The next president of the United States will not have any easy options in Iraq. That was the assessment of Lee Hamilton, longtime congressman from Indiana and member of the Iraq Study Group, who spoke at a Tufts conference on the Middle East on March 27. "I can guarantee you when they step into the Oval Office, they are going to face an array of foreign policy problems as difficult and challenging as any American president has faced in my lifetime," he said. "I think the good options in Iraq are long since past."
Lee Hamilton, former U.S. congressman and member of the Iraq Study Group, which advises the president, spoke at the Fares Center conference. Photo: Tiffany Knight
Hamilton, whose career in Congress included many years on the House Committee on International Relations, recited a litany of failures and missteps by U.S. policymakers, while still trying to retain some hope for eventual resolution.
"It's quite clear to me that President Bush's objectives for the war will not be met," he said, explaining that the effort to achieve regional democratic transformation and elimination of Islamist terrorism has failed.
"The conflict is a stalemate," he said. "The levels of violence, even with the surge, have remained about the same since November." The flare-up of fighting in southern Iraq in late March put at risk the gains made earlier, he noted. "However you cut it, Iraq is still a very violent and very dangerous place."
Hamilton gave the keynote address at the conference, "The United States and the Middle East: What Comes Next After Iraq?" Organized by the Fares Center for Eastern Mediterranean Studies, the two-day event featured panel discussions on topics covering the Gulf, Islamic parties and groups, challenges facing U.S. policy and public diplomacy and the Arab-Israeli conflict, among others.

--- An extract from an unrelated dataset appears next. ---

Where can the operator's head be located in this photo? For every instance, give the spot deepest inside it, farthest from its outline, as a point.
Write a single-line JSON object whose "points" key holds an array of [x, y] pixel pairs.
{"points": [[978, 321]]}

Hamilton laid a good amount of blame for the current state of affairs in Iraq squarely on the Iraqi government. "Iraqi politicians, it seems to me, have squandered the space given to them by American forces," he said. "The big problem, of course, is that the central government is dysfunctional, disorganized, incapable of providing essential services to its people, incapable of providing security."
What the U.S. needs to do, he argued, is to get the Iraqi government to make more progress in many areas, from security to politics to economics. "For reasons that I have never been able to understand, we simply are unwilling to put pressure on Iraqi officials to act decisively," Hamilton said. He notes that Iraqi Prime Minister Nouri al-Maliki clearly understands that he doesn't need to heed U.S. directives-he knows he faces no penalties for ignoring them.
As to the future, Hamilton was not optimistic : "I think the best you can hope for is a somewhat-stable government, well below the high standards of democracy that President Bush sought."
Hamilton suggested that with the right policies, "something like a tolerable stability in Iraq can be achieved, if we sustain support of all kinds-not just the military-for an extended period of time." The United States, he said, should demand Iraqi leaders get their political house in order, "and if they do not, we're leaving, slowly, steadily, surely."
Polls show that Americans want out of Iraq. Still, Hamilton noted, "I think most Americans have concluded that we must leave Iraq responsibly. Not as we arrived: haphazardly, unilaterally, shortsightedly. But it does matter how we leave Iraq. Can we find a responsible path out?" He said that Iraq will require a substantial commitment of U.S. resources for years to come, while also posing the question, "Should we pay the immense cost of this war in light of all kinds of competing priorities?"
Regardless of timetables, Iraq will dominate U.S. foreign policy for years to come, Hamilton said. "I don't know of any single issue that demands more candor, more honesty, more rigorous analysis, more resources, more effective implementation, more clarity of our objectives than our country's role in Iraq."